Pas la moindre. Nous n’avons pas progressé dans l’art de la divination judiciaire. On peut par ailleurs penser que l’insubordination qui semble se propager d’une crise bancaire à l’autre, d’un plan d’austérité à l’autre, au Royaume-uni, en Irlande, au Portugal, après la Grèce puis la France ces dernières semaines, occupera bien plus les esprits et les cœurs, y compris les nôtres, que les misérables calculs des inquisiteurs de la galerie St Eloi1.

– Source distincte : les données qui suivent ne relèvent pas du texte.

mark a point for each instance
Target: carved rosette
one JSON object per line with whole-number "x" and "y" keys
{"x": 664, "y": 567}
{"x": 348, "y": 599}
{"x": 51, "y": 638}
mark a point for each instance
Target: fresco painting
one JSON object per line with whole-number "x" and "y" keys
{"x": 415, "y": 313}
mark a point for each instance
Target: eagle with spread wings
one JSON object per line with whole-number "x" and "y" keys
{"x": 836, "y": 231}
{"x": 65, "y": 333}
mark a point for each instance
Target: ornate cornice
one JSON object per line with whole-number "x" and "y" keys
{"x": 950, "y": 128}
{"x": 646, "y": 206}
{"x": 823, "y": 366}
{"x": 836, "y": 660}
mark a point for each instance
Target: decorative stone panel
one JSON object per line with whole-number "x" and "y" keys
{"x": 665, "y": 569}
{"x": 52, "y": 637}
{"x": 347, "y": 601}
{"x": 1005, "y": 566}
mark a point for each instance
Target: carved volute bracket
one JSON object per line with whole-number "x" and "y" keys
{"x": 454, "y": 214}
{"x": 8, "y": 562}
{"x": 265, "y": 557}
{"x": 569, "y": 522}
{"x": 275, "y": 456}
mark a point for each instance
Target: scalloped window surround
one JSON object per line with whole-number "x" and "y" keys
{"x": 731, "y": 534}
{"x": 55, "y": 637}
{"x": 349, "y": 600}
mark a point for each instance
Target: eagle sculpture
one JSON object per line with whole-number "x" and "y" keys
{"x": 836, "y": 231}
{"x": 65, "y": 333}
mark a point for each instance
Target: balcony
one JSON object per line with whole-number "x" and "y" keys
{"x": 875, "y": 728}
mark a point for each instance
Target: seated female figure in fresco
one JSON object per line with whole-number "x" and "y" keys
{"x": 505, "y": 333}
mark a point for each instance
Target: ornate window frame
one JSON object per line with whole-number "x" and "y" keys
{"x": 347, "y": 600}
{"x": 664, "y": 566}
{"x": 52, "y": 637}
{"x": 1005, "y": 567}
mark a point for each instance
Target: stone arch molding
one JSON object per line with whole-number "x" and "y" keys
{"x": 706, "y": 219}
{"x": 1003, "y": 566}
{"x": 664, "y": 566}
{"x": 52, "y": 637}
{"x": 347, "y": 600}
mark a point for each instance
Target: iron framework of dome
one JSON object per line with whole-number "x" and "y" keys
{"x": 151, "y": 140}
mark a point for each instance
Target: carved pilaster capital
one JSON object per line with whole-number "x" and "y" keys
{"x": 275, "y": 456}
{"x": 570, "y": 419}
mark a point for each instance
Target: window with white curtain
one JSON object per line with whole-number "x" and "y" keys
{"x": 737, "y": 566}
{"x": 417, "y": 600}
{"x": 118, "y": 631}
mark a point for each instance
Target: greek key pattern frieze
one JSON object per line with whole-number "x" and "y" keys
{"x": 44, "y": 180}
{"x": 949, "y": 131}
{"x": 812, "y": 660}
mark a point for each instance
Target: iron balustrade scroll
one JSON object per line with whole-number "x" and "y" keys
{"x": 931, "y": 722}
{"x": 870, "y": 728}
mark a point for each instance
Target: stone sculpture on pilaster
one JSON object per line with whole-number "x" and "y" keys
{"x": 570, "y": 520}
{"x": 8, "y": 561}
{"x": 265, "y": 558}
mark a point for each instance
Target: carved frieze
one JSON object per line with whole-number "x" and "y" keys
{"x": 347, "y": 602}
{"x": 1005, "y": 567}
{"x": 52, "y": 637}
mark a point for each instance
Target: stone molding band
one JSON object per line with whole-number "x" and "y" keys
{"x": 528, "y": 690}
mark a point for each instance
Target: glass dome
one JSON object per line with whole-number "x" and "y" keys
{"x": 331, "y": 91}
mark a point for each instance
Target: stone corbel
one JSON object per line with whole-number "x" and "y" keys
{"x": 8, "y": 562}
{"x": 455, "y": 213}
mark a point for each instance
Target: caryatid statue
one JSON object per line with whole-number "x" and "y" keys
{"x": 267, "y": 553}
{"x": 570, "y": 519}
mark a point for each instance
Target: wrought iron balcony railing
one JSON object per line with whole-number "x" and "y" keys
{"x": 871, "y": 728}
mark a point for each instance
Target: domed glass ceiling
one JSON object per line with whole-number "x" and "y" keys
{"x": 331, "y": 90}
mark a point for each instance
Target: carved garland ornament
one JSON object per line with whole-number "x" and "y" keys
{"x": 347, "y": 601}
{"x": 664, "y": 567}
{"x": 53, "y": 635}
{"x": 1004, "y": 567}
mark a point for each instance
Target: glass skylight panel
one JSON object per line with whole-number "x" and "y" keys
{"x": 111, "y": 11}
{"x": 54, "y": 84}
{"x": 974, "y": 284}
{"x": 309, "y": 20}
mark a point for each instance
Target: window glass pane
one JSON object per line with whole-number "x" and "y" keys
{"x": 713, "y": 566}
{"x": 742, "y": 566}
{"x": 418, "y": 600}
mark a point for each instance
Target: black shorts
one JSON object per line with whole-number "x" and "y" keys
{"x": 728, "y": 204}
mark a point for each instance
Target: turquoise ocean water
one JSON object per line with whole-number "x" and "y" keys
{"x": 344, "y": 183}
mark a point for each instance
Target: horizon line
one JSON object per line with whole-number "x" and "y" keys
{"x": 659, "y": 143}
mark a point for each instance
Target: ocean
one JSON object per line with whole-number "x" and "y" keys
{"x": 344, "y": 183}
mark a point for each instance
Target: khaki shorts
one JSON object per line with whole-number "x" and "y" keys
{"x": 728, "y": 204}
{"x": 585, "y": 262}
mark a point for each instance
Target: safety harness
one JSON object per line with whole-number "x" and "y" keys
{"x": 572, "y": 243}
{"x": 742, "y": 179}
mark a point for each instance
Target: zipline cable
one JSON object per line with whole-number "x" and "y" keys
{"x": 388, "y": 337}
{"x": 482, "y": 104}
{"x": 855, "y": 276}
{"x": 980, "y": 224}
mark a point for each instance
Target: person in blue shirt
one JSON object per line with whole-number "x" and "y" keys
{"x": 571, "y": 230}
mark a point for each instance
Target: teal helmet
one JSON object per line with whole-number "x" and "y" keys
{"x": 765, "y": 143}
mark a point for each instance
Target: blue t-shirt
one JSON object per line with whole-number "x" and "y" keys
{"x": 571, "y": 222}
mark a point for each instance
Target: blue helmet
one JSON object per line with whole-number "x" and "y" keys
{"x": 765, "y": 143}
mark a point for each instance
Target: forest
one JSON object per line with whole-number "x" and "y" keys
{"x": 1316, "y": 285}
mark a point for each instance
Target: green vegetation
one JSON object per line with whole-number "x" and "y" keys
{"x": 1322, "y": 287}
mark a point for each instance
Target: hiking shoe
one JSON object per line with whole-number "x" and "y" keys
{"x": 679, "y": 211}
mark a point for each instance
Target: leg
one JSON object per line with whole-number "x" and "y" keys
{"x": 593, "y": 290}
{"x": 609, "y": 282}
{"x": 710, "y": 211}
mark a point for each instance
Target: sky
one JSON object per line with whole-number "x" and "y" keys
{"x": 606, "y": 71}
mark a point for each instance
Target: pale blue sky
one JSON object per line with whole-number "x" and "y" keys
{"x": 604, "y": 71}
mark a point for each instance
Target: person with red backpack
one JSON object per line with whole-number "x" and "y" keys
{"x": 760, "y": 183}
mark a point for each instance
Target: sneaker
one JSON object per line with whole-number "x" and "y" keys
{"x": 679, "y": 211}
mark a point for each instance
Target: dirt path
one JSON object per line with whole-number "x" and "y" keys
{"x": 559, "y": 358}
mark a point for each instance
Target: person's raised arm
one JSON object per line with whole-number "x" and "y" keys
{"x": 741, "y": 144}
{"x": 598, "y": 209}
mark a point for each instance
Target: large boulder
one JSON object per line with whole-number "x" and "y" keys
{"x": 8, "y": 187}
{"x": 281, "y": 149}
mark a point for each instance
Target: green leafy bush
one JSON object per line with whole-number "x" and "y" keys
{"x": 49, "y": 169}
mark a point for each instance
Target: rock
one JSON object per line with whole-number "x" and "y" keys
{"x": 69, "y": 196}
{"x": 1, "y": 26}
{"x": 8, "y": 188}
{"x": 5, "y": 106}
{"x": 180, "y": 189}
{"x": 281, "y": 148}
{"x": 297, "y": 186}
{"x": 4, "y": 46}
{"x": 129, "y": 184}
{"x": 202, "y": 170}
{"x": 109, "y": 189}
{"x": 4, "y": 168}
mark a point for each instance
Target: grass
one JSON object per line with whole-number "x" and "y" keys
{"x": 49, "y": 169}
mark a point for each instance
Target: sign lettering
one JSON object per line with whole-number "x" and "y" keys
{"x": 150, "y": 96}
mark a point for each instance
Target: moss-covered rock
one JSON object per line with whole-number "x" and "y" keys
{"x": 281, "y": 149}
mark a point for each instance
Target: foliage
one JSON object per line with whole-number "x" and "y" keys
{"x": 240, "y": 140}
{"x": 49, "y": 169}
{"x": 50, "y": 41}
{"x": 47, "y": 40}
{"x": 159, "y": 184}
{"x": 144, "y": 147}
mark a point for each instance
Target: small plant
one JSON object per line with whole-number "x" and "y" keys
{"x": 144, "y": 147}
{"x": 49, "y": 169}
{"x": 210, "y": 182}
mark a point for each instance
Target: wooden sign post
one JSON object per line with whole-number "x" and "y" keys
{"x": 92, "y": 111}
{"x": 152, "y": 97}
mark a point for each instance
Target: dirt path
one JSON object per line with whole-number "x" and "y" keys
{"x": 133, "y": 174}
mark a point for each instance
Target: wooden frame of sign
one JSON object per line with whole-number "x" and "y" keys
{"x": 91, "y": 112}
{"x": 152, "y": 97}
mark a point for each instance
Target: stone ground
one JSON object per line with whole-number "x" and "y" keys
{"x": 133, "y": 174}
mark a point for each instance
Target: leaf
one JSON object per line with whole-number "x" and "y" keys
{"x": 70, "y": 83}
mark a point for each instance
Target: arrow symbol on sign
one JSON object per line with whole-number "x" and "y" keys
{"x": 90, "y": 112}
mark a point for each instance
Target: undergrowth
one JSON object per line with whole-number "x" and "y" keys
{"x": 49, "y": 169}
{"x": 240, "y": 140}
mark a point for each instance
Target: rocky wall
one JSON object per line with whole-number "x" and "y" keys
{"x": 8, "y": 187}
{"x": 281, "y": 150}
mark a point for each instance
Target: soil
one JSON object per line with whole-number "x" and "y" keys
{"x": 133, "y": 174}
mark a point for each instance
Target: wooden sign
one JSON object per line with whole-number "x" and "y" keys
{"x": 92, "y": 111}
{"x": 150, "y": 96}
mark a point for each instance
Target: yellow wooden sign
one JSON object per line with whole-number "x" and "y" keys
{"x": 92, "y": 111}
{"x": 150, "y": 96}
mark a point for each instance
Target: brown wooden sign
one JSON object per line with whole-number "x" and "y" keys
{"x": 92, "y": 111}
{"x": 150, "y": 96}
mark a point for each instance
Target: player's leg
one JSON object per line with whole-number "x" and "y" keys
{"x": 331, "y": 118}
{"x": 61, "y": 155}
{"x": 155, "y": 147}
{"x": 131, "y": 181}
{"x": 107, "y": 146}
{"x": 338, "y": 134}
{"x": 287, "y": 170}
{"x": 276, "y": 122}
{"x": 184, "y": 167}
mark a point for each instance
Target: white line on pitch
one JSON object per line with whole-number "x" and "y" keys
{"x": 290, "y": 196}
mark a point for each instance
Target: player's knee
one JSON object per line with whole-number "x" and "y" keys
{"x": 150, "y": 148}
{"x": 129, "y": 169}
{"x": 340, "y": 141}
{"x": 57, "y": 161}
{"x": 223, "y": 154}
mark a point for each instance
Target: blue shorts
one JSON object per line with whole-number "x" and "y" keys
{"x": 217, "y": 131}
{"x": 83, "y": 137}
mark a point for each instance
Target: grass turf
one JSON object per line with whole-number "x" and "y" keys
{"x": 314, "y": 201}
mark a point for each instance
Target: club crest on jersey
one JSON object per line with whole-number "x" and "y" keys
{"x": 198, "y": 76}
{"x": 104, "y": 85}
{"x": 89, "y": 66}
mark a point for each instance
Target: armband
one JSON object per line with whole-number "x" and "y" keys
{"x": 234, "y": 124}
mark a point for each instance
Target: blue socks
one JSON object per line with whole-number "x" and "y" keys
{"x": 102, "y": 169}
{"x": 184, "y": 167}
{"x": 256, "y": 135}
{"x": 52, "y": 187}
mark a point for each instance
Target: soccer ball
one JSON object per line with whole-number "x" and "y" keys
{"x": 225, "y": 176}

L’affaire a d’emblée commencé dans un vacarme médiatique, l’hypothèse faite tant par le comité de soutien que par nous mêmes (les inculpés), dès que nous avons été en mesure de le faire, fût de répondre aussi sur ce plan en tant qu’il était un des terrains non négligeables des hostilités. Cette hypothèse qui est sujette à débat a en tout cas contribué à renverser pour une grande part la tonalité du brouhaha médiatique et suscité de l’intérêt, des soutiens, des solidarités, des correspondances, des hostilités aussi, dans des cercles bien plus larges que ceux qui ont été directement touchés par nos interpellations. La médiatisation est singulièrement, pour chacun d’entre nous, une conséquence pénible et déréalisante, quant à savoir ce qu’elle induit pour le plateau nous n’en sommes pas juges même si elle a par certains aspects renforcé le pouvoir d’attraction de ce qui se vit depuis longtemps comme un territoire depuis où l’on s’affranchit.
1 aile occupée par le pôle anti-terroriste au Tribunal de Grande Instance de Paris.